= Airegin =

1954 jazz standard composed by Sonny Rollins

"Airegin" is a jazz standard composed by American jazz saxophonist Sonny Rollins in 1954. Rollins chose the name because it spells "Nigeria" when read backwards.

==Recording history==
"Airegin" was first recorded in 1954 by the Miles Davis Quintet and released in the US on the 10" LP Miles Davis with Sonny Rollins. The personnel on that recording were Davis (trumpet), Sonny Rollins (tenor saxophone), Horace Silver (piano), Percy Heath (bass), and Kenny Clarke (drums).

It was recorded again by Davis's quintet in 1956 on their album Cookin' with The Miles Davis Quintet. Guitarist Wes Montgomery released a version in 1960 on his album The Incredible Jazz Guitar of Wes Montgomery (also with Percy Heath on bass). Jazz guitarist Grant Green released a version on his album Nigeria, which was recorded in 1962 but not released until 1980.
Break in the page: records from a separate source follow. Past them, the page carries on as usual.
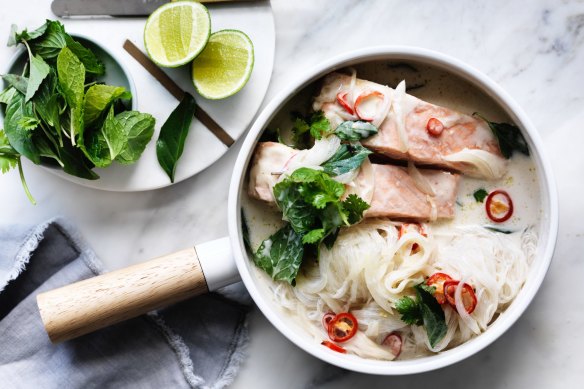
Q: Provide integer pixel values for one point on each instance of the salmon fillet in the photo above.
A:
(395, 194)
(461, 132)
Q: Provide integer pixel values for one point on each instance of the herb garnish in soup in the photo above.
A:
(414, 253)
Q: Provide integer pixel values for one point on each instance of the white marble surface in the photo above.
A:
(534, 49)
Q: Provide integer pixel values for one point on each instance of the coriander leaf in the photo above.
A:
(281, 255)
(138, 129)
(347, 158)
(71, 74)
(16, 37)
(51, 42)
(91, 63)
(354, 131)
(354, 207)
(173, 135)
(98, 98)
(410, 311)
(509, 137)
(20, 137)
(432, 314)
(480, 195)
(38, 71)
(319, 125)
(20, 83)
(113, 134)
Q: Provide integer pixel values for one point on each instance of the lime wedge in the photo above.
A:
(225, 65)
(177, 32)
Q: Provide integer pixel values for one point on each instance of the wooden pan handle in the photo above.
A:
(88, 305)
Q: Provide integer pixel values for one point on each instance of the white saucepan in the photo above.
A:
(88, 305)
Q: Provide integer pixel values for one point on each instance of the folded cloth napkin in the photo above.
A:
(198, 343)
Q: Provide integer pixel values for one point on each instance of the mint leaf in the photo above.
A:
(432, 314)
(347, 158)
(20, 83)
(138, 129)
(113, 133)
(38, 71)
(91, 63)
(20, 137)
(354, 207)
(281, 255)
(353, 131)
(98, 99)
(480, 195)
(509, 137)
(410, 311)
(71, 74)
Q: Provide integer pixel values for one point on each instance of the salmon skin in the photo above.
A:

"Airegin" was also covered by Hubert Laws, featuring session drummer Steve Gadd playing a very fast samba pattern behind Laws's piccolo. Maynard Ferguson recorded it twice: first, a version where he played an overdubbed three-way solo with himself on his 1964 album Color Him Wild, and second, on his 1977 release New Vintage. An organ-driven hard bop version was recorded by Sonny Stitt and Don Patterson on their 1969 Prestige album Funk You!.